Dry socks go a long way over holiday season

Nine years ago, on an usually cold Christmas Day two Penticton women came up with a heart and foot-warming idea.

Penny Elliot

Nine years ago, on an usually cold Christmas Day two Penticton women came up with a heart and foot-warming idea.

Sharon and her niece, who wish to keep their last names anonymous, were thinking of the guests waiting in the cold lining up for a turkey meal at the Soupateria.

Sharon noticed that on Christmas Day the Soupateria is “overflowing with volunteers and it’s wonderful,” so instead thought outside the box on how they could make a difference for those in need.

“One thing led to another and we thought, let’s give them some hot chocolate,” she said.  “The light in their eye and the hugs and thank-you’s, it’s just so rewarding. It brings tears to my eyes. Now we look forward all year to this one day.”

Three years after she began serving hot chocolate, the brother of one of Sharon’s close friends who had been living on the street passed away shortly before the holidays. Her friend was told by his brother that one of the most important things for him was having clean and dry socks.

Having warm, dry feet is something most people don’t have to think about, but for those that do, a shipment of socks is amassing before they get shared on Christmas.
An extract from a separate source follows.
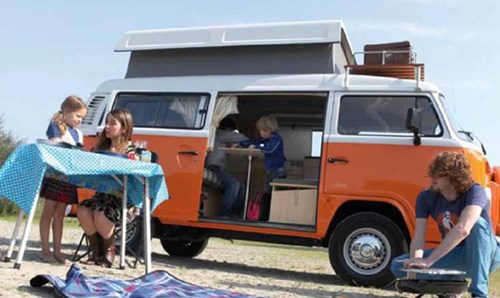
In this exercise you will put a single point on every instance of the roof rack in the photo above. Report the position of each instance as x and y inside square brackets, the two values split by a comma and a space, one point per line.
[394, 68]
“We wanted to help his mother get through the season, so we thought, let’s take them some socks when we go meet them at the soup kitchen.”

Sharon was given permission from many businesses and organizations around Penticton to leave a collection box in their space. Over 300 pairs were collected the first year, and Sharon and her niece had trouble finding enough feet for them all. They even drove to Vernon on Boxing Day to drop off the excess at the soup kitchen there.

“Every place that we could find we dropped them off and everyone was so happy.”

Sharon said she’s especially excited that her five-year-old great-niece will be handing out socks and hot chocolate with them for the first time this year. Since beginning in 2009, Sharon said more than 1,500 pairs have been collected for the needy.

The boxes are in place to collect new and gently used socks until Dec. 22 and can be found at the Laughing Lotus Clothing Company at 537 Main St. and the Penticton Eagles headquarters at 1197 Main St.